Annabel McConnachie and Kevin Smith. Photo courtesy of Eloise Martin-Jones
The flipside of such play can be seen in the real-life scenes, in which, for example, the Girl's dating and sexual experiences fail to live up to their fictional counterparts. One man, played by Kevin Smith, who impressively distinguishes the various characters whom he takes on, down to their different ways of moving and carrying themselves, admits to watching a great deal of porn, which also provides a site for imaginative play and projection but, as with fan-fiction, does not always provide the healthiest of models. As we see, more than once, a phrase like "You're so wet" may sound better on the page than when an actual man says it out loud to an actual woman.

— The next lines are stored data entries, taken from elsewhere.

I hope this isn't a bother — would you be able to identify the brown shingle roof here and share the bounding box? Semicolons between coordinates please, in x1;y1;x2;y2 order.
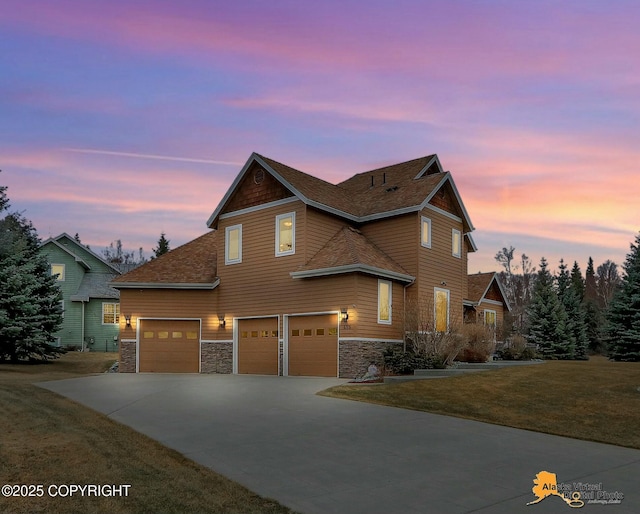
112;231;217;287
467;272;496;303
258;153;445;219
466;272;511;311
291;226;414;283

Smith and McConnachie play off one another splendidly in these scenes, often spinning comedy from their awkwardness, as in one sequence in which Smith plays an alarmingly clingy date (like a lot of dirty talk, having a man obsessed with you also, it turns out, seems better on the page). The production's minimalist set helps facilitate the show's brisk pace and quick transitions, and the use of pop music cues in some of the fan-fic scenes both enriches their atmosphere and highlights their status as fantasy. As the Girl and the play conclude, this sort of fantasy can have positive, even empowering elements, but learning about sexuality and romantic relationships from the unreality of fan-fic can also be misleading and unhealthy, and a breakup serves as a neat summative metaphor that bridges the various strands that the play has set out. Archive of My Own sets out these ideas in a way that is hilarious without sacrificing nuance, and, in a time when you can make an AI chatbot version of Glee's Rachel Berry to live out fan-fic scenarios in real-time, they will only become more important.